Jefferis continued to explore Maine in its coldest season?even summiting Mount Katahdin in the cold?and by her junior year she felt confident enough to lead a winter leader seminar with Peter Schoene '05. During a weekend trip she and Schoene taught other aspiring winter aficionados such skills as proper layering and packing, selecting and preparing a campsite, cooking (lots of chocolate and cheese), and staying warm.

Jefferis appreciates the heightened sense of remoteness she experiences on winter trips: "There's hardly anyone else on the trail. You're more likely to run into a moose than another group of people."

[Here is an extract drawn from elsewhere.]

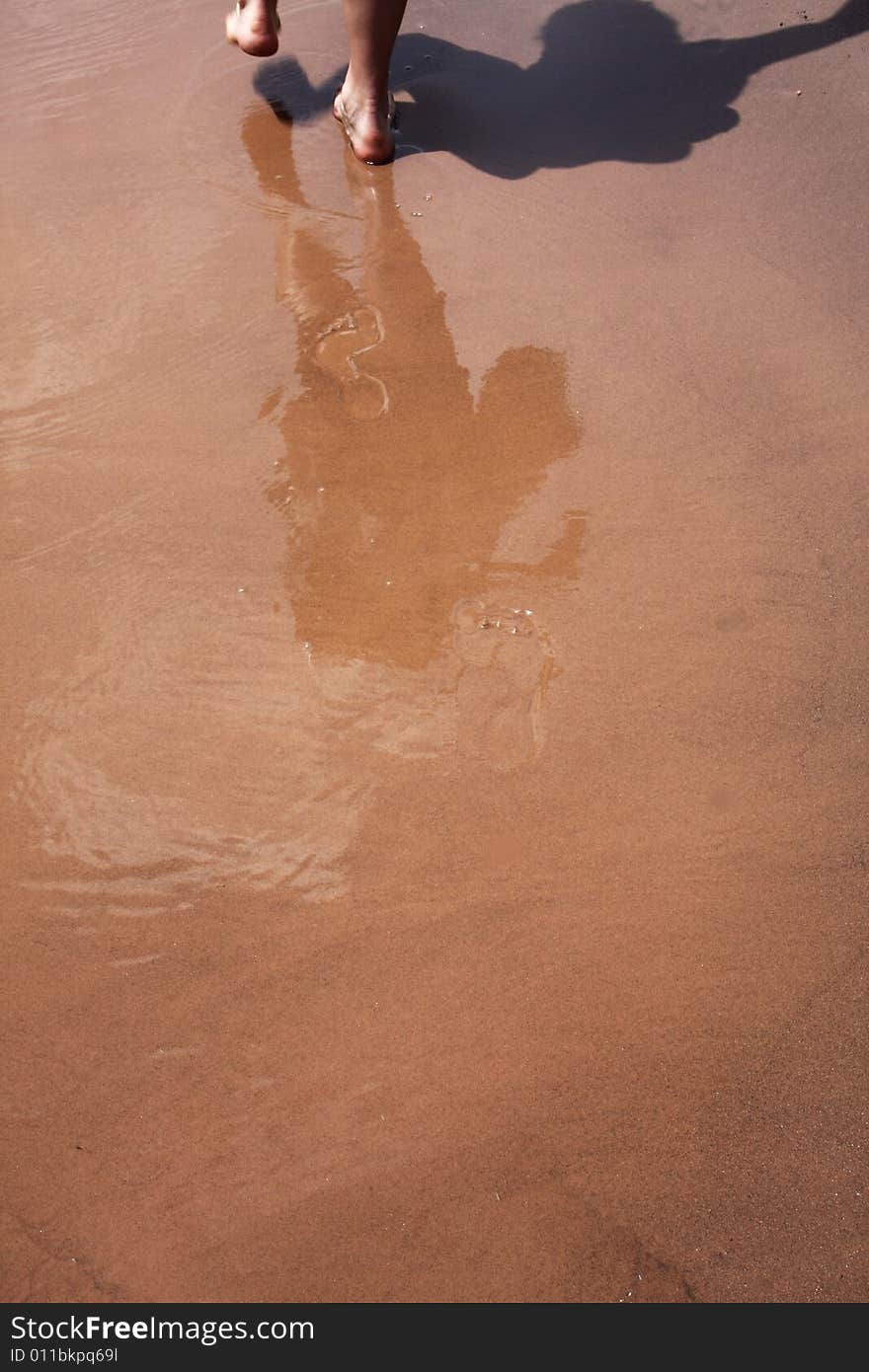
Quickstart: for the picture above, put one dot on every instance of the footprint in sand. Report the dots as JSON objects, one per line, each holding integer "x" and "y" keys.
{"x": 338, "y": 351}
{"x": 507, "y": 663}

Despite all the beauty and serenity that being outside in the winter provides, Jefferis admits there are some down sides. After a stream crossing that left some trip participants with wet clothing on a trip her first year, some people in the group became hypothermic and had to be evacuated. Jefferis left with some frostbitten fingers, but she shrugs and says, "they only tingled for three months, and then I was fine." Another time, she punctured her leg with a crampon (a spike in the front of a boot that aids in climbing in snow or ice), but did not notice until much later because the -30 degrees Farenheit temperature instantly numbed her wound.

Injuries are not enough to deter Bowdoin's winter crusaders and neither are the wild beasts of Maine. Ivy Blackmore '07 recently returned from her first winter camping trip after getting a little less sleep than she had hoped.

"I woke up a few times with mice running over my sleeping bag because I was right next to the food. But whatever, it was funny," Blackmore says.

Blackmore found winter camping appealing because it gave her the chance to revisit the places she knows well from summer trips and see the landscape transformed. As an experienced camper, Blackmore also relished in the opportunity to learn a completely new set of outdoor skills.

"I had no idea that if you buried a pot of boiling water in the snow at night, it would still not be frozen in the morning. It was so cool," she says.

Others find the sheer challenge of winter camping enticing. Ben Lake '07 decided to go on a winter trip his sophomore year and his interest "just snowballed from there?no pun intended."

"I think that there are a lot of people that don't enjoy it, which is too bad. Maybe it's a masochistic streak of mine, I don't know," Lake says.